A quantum neural network-based approach to power quality disturbances detection and recognition

• Published in: Physica scripta Vol. 100; no. 7; pp. 75102 - 75122
• Main Authors: Li, Guo-Dong, He, Hai-Yan, Li, Yue, Li, Xin-Hao, Liu, Hao, Wang, Qing-Le, Cheng, Long
• Format: Journal Article
• Language: English
• Published: IOP Publishing 01.07.2025
• Subjects: power quality disturbances; power quality disturbances detection; power quality disturbances recognition; quantum machine learning; quantum neural network
• ISSN: 0031-8949; 1402-4896
• DOI: 10.1088/1402-4896/adda9e

As an emerging technology force, quantum algorithms have shown great potential and unique advantages in many fields of application. Power quality disturbances (PQDs) affect the security and stability of the power system, which may lead to equipment damage, system failures and economic losses. The accurate detection and recognition of PQDs is a guarantee for the safe operation of the system. In order to explore the application of quantum algorithms in the field of power quality, an improved quantum neural network(QNN) is proposed for PQDs detection and recognition.
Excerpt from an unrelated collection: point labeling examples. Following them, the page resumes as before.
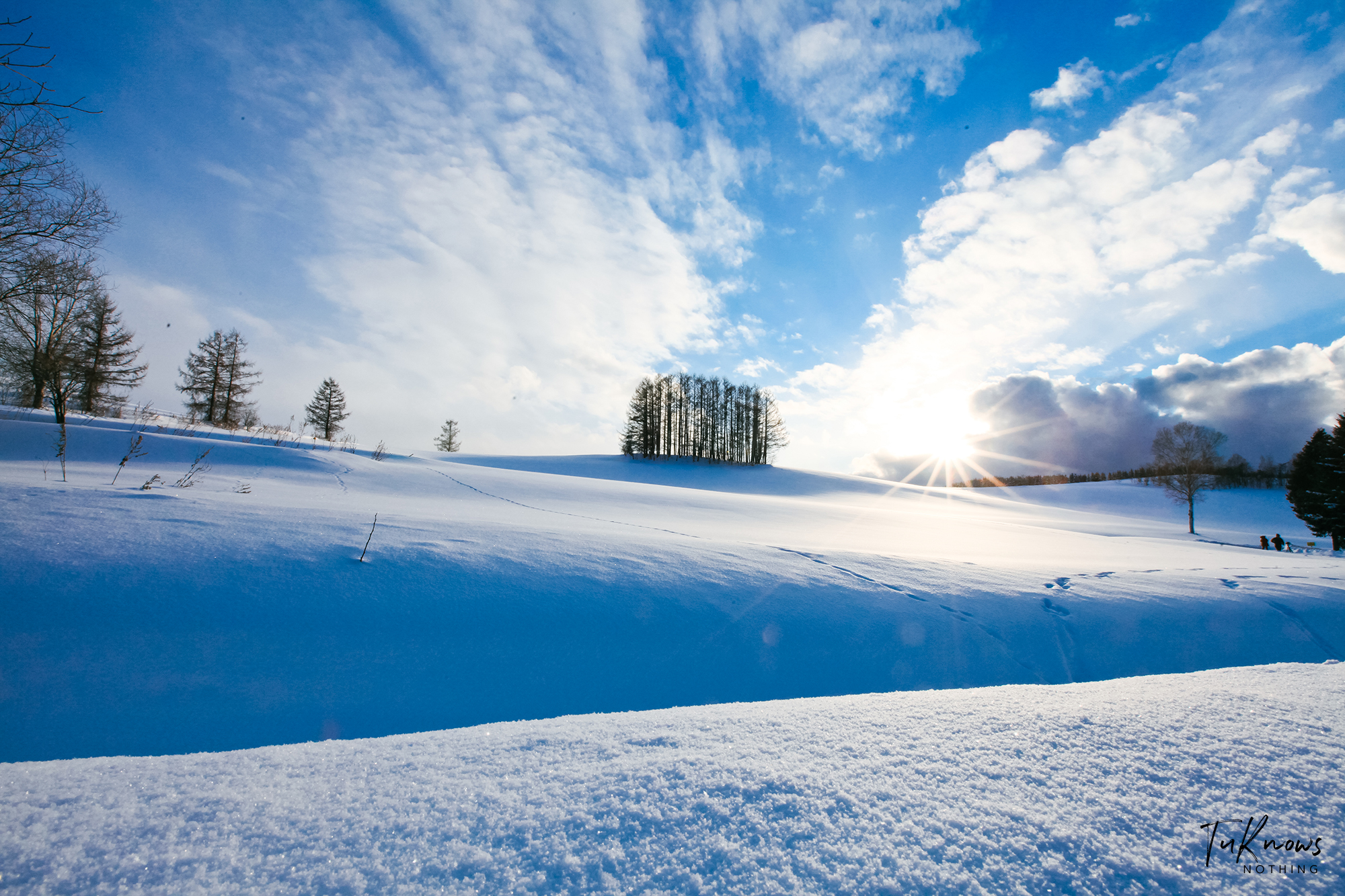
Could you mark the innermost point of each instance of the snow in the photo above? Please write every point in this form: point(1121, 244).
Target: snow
point(1077, 788)
point(497, 589)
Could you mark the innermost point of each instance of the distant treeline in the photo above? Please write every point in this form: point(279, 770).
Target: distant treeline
point(703, 419)
point(1235, 474)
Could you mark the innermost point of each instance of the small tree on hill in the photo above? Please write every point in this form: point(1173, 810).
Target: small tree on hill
point(328, 409)
point(1317, 483)
point(1190, 458)
point(219, 378)
point(107, 368)
point(449, 438)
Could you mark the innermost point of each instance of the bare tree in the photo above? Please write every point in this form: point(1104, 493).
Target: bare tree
point(42, 321)
point(217, 378)
point(44, 200)
point(1190, 458)
point(107, 368)
point(328, 409)
point(449, 438)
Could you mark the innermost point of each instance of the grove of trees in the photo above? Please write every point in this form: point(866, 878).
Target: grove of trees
point(1317, 483)
point(703, 419)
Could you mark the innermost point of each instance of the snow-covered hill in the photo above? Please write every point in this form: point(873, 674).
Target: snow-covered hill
point(236, 614)
point(1070, 788)
point(497, 588)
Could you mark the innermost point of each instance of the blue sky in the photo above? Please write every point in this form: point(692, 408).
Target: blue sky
point(1050, 227)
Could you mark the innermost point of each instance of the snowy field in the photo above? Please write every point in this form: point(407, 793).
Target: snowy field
point(1024, 788)
point(236, 615)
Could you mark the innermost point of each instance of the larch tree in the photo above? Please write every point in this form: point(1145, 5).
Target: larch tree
point(450, 438)
point(107, 365)
point(328, 409)
point(1316, 486)
point(217, 378)
point(703, 419)
point(1188, 456)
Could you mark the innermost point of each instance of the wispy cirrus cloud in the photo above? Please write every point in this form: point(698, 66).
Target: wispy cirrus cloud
point(847, 68)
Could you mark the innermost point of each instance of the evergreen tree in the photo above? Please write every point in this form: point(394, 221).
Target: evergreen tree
point(449, 438)
point(107, 357)
point(44, 313)
point(219, 378)
point(1317, 483)
point(328, 409)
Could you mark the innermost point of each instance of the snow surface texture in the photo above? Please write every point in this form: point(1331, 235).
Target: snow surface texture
point(190, 619)
point(1070, 788)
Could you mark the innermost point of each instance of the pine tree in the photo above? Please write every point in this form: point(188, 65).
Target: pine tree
point(449, 438)
point(107, 357)
point(1316, 485)
point(328, 409)
point(44, 311)
point(217, 380)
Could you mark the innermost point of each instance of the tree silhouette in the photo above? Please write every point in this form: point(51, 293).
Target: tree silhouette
point(328, 409)
point(449, 436)
point(217, 378)
point(107, 361)
point(1317, 483)
point(704, 419)
point(1190, 456)
point(42, 318)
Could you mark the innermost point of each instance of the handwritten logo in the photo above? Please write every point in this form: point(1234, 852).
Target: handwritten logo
point(1272, 849)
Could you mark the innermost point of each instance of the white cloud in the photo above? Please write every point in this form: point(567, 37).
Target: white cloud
point(227, 174)
point(1175, 275)
point(1075, 83)
point(1268, 401)
point(524, 245)
point(1317, 225)
point(1032, 268)
point(755, 368)
point(847, 67)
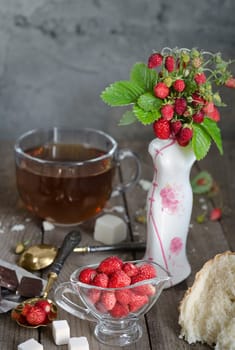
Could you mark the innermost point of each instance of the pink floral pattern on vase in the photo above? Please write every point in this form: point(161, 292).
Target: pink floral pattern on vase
point(170, 202)
point(169, 206)
point(176, 245)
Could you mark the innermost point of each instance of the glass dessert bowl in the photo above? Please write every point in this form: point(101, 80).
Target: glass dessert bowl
point(130, 292)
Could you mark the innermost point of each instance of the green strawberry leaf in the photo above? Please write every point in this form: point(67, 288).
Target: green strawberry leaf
point(143, 76)
point(148, 102)
point(217, 100)
point(127, 118)
point(212, 129)
point(146, 117)
point(122, 93)
point(201, 141)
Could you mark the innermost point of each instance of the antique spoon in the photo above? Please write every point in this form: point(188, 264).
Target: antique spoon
point(40, 256)
point(71, 240)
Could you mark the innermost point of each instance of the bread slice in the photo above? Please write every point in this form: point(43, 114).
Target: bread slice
point(226, 338)
point(209, 305)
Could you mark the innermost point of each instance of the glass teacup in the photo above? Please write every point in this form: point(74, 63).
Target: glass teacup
point(66, 176)
point(118, 325)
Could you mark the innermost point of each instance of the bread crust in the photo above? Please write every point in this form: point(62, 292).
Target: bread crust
point(187, 301)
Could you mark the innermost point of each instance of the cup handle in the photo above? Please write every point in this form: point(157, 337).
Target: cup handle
point(68, 305)
point(123, 154)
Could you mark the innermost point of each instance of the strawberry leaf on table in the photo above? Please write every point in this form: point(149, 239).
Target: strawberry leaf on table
point(201, 141)
point(148, 102)
point(146, 117)
point(127, 118)
point(122, 93)
point(143, 76)
point(212, 129)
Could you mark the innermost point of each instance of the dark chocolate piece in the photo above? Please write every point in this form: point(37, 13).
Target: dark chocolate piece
point(30, 287)
point(8, 278)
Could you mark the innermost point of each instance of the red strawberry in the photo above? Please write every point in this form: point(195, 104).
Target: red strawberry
point(148, 271)
point(124, 296)
point(161, 90)
point(215, 214)
point(230, 83)
point(137, 302)
point(197, 61)
point(198, 117)
point(179, 85)
point(208, 108)
point(36, 316)
point(145, 289)
point(119, 279)
point(87, 275)
point(155, 60)
point(197, 100)
point(119, 310)
point(161, 128)
point(26, 309)
point(16, 315)
point(176, 126)
point(184, 136)
point(200, 78)
point(170, 63)
point(100, 280)
point(130, 269)
point(167, 112)
point(110, 264)
point(44, 304)
point(94, 295)
point(108, 300)
point(211, 111)
point(180, 105)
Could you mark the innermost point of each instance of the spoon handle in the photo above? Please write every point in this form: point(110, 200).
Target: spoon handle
point(72, 239)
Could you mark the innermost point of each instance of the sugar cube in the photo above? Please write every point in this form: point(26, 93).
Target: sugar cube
point(110, 229)
point(78, 343)
point(29, 345)
point(60, 332)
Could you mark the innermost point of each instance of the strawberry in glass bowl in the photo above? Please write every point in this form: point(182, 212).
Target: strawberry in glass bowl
point(114, 294)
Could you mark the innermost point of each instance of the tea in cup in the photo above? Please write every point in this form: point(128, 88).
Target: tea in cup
point(66, 176)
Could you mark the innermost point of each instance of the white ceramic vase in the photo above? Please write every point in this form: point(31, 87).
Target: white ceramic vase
point(169, 207)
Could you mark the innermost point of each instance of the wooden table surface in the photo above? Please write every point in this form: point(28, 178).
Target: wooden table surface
point(160, 325)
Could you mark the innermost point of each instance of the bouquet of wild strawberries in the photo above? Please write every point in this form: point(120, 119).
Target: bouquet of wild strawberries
point(174, 93)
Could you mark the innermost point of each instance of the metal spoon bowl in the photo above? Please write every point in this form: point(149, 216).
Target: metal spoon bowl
point(38, 257)
point(71, 240)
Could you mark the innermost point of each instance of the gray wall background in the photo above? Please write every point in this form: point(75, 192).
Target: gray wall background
point(56, 56)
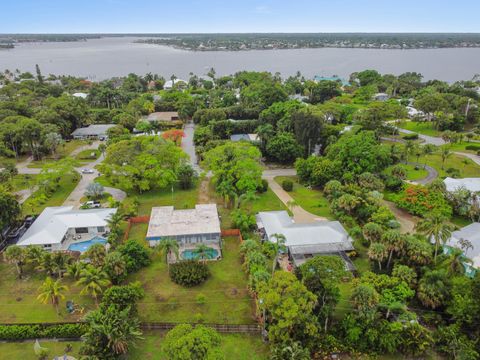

The QNN model consists of three parts: quantum encoding, quantum variational, and quantum measurement. Firstly, the classical data is mapped to the high-dimensional quantum feature space through the encoding layer, so that it is transformed into quantum data. Subsequently, a unique quantum circuit is constructed in the quantum variational layer to adjust the rotation angles and entanglement of data and ancilla qubits to realise quantum information transformation. The quantum information obtains the expected value through the measurement layer, which is used for model optimization and subsequent disturbance classification. The experimental results show that the detection accuracy of PQDs by this method reaches 99.75%, the recognition accuracy of single disturbance and mixed disturbance reaches 97.85% and 95.50%, respectively. The model uses fewer parameters to obtain high accuracy under the same conditions compared to classical machine learning models. In addition, comparative tests in different noise environments show the robustness of the model.